Our cruising area was the SE coast, which is in an area known as the Skagerack. It is made up of thousand of Islands, countless isolated rocks and many deep fiords and sounds. It is a popular area for sailing and holidays. I am sure there are more boats than people. Many charming small towns and villages complement the beauty of the seascape. The geography means that it is often easier to travel by boat than by car. It is boat heaven, during the summer anyway! The combination of rocks and pleasure boats may account for the 5375 shipwrecks recorded in Norway during 2005. Hopefully most of these were minor incidents.
Our cruise took us to Stavern, Kragerø, Lyngør, Tvedestrand, Arendal, Grimstad, Lillesand, and Risør. We did some interesting rock hopping navigation through some very narrow but very deep inshore channels. These passages gave some beautiful views of the Norwegian coast and countryside and access to small hamlets tucked away in virtually rock pools. On the chart some of these passages seemed impassable but local knowledge saw us through and took us to some amazing places.

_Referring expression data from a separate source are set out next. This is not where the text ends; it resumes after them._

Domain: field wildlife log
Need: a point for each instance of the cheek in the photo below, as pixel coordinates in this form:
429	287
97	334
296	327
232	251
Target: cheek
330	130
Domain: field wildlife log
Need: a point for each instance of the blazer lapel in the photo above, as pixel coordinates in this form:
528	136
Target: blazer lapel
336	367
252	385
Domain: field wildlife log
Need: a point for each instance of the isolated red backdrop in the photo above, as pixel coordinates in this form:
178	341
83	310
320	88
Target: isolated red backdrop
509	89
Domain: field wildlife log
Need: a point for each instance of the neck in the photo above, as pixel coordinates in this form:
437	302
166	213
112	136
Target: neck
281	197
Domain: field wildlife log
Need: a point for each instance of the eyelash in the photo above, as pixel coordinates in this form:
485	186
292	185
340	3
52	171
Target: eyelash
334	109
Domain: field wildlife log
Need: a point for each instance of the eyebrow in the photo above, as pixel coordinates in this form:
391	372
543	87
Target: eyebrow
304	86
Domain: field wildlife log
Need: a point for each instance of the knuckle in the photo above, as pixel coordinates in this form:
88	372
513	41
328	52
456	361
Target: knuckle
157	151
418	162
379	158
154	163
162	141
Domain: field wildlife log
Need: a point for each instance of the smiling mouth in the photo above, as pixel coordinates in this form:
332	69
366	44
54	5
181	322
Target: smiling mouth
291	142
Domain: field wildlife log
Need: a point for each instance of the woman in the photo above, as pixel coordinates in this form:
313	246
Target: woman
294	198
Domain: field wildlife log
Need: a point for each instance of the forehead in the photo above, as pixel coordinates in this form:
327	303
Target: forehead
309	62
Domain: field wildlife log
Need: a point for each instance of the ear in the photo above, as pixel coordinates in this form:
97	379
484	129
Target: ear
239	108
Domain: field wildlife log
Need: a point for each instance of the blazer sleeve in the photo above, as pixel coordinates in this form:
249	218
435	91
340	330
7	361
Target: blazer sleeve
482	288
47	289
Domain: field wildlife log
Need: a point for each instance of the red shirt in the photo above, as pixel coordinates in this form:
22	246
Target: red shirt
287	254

A social highlight for some crewmembers was our stop at Arendal (Wasn’t this mentioned in Lord of the Rings?). Our visit coincided with a Harley Davidson convention. There were almost as many as Harleys as there were boats and that is saying something in this part of the World. The small town was awash with bikers and live music, all clustered around the small harbour; a great atmosphere and contrast to the normally quiet towns along this coast. Norwegians certainly know how to enjoy themselves.
For others the visit to Grimstad, home to the famous Norwegian playwright Ibsen, was a highlight. Whilst drinking in the Café Ibsen a striking resemblance between a crewmember and the great man was alleged?
For most of the cruise winds were generally light and S’Westerly and on the nose of course. Despite its Northern latitude this coast is normally pleasantly warm in the summer but like England temperatures were down a bit this year. Towards the end of our cruise as we headed back towards Sandjeford the winds picked up giving us a really good downwind sail in F5/6. We stormed into Stavern for an over night stop with wind still increasing and visibility decreasing. We were followed in by some yachts which were abandoning an off shore yacht race due to the high winds and huge seas which soon build up in this area. After doubling all the mooring lines we weathered the worst of the storm in a local restaurant and celebrated what was to become the last night of our cruise.
The next day sea conditions made it unwise to attempt even the short offshore passage back to Sandjeford, so it was agreed with the owner to leave “Trans Ocean Express” in Stavern which made for a slightly longer road journey back to Torp and our flight home.
The crew were also introduced us to the delights of Norwegian cuisine. It is true that some crewmembers did not fully develop a taste for fish balls. The reindeer balls were more to my taste but surprisingly small!